Item 1.01 Entry into a Material Definitive Agreement
On January 24, 2023, MariMed Inc., a Delaware corporation (the “Company”), entered into a Loan and Security Agreement (the “Credit Agreement”), by and among the Company, subsidiaries of the Company from time-to-time party thereto (together with the Company, collectively, the “Borrowers”), lenders from time-to-time party thereto (the “Lenders”), and Chicago Atlantic Admin, LLC, a Delaware limited liability company (“Chicago Atlantic”), as administrative agent for the Lenders.
Proceeds from the Credit Agreement are designated to complete the build-out of a new cultivation and processing facility in Illinois, complete the buildout of a new processing kitchen in Missouri, expand existing cultivation and processing facilities in Massachusetts and Maryland, fund certain capital expenditures, and to repay in full the Kind Therapeutics seller notes incurred in connection with the Kind acquisition in April 2022. The remaining balance, if any, will be used to fund acquisitions.
Principal, Security, Interest and Prepayments
The Credit Agreement provides for $35 million in principal borrowings at the Borrowers’ option in the aggregate and further provides the Borrowers with the right, subject to customary conditions, to request an additional incremental term loan in the aggregate principal amount of up to $30 million; provided that the Lenders elect to fund such incremental term loan. $30 million of loan principal was funded at the initial closing and the Company has the option, during a six-month period following the initial closing, to draw down an additional $5 million. The loans require scheduled amortization payments of 1.0% of the principal amount outstanding under the Credit Agreement per month commencing in May 2023, and the remaining principal balance is due in full on January 24, 2026, subject to extension to January 24, 2028 under certain circumstances.
The Credit Agreement provide the Borrowers with the right, subject to specified limitations, to (a) incur seller provided debt in connection with future acquisitions, (b) incur additional mortgage financing from third-party lenders secured by real estate currently owned and acquired after the closing date, and (c) to incur additional debt in connection with equipment leasing transactions.
The obligations under the Credit Agreement are secured by substantially all of the assets of the Borrowers, excluding specified parcels of real estate and other customary exclusions.
The Credit Agreement provides for a floating annual interest rate equal to the prime rate then in effect plus 5.75%, which rate may be increased by 3.00% upon an event of default or 7.50% upon a material event of default as provided in the Credit Agreement.
At any time, the Company may voluntarily prepay amounts due under the facility in $5 million increments, subject to a three-percent prepayment premium and, during the first 20-months of the term, a “make-whole” payment.
Representations, Warranties, Events of Default and Certain Covenants
The Credit Agreement includes customary representations and warranties and customary events of default, including, without limitation, payment defaults, breaches of representations and warranties, covenant defaults, cross-defaults to material indebtedness, and events of bankruptcy and insolvency.
The Credit Agreement also includes customary negative covenants limiting the Borrowers’ ability to incur additional indebtedness and grant liens that are otherwise not permitted, among others. Additionally, the Credit Agreement requires the Borrowers to meet certain financial tests.

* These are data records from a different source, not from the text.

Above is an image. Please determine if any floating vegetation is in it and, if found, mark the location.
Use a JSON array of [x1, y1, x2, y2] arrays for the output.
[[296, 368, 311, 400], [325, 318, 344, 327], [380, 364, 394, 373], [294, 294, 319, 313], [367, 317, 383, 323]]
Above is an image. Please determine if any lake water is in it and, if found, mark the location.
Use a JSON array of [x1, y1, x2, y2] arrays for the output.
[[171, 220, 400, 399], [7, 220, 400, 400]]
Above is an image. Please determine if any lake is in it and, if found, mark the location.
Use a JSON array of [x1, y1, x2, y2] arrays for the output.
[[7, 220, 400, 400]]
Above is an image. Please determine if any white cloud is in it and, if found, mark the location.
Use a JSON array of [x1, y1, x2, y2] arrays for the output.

The foregoing description of the Credit Agreement does not purport to be complete and is qualified in its entirety by reference to the full text of the Credit Agreement and the Form of Promissory Note, which are attached hereto as Exhibits 10.1 and 4.2, respectively, and are incorporated herein by reference.
Warrant Issuance
The Credit Agreement provides for 30% warrant coverage against amounts funded under the facility, priced at a 20% premium to the trailing 20-day average price on the closing date of each such funding. At the initial closing, upon funding of the initial $30 million under the facility, the Company issued to the Lenders an aggregate of 19,148,936 warrants to purchase shares of the Company’s common stock at $0.47 per share, exercisable for a five-year period following issuance. Incremental warrants are issuable upon further draw-downs under the facility.
The foregoing description of the Warrant does not purport to be complete and is qualified in its entirety by reference to the full text of the Form of Common Stock Purchase Warrant, which is attached hereto as Exhibits 4.1, and is incorporated herein by reference.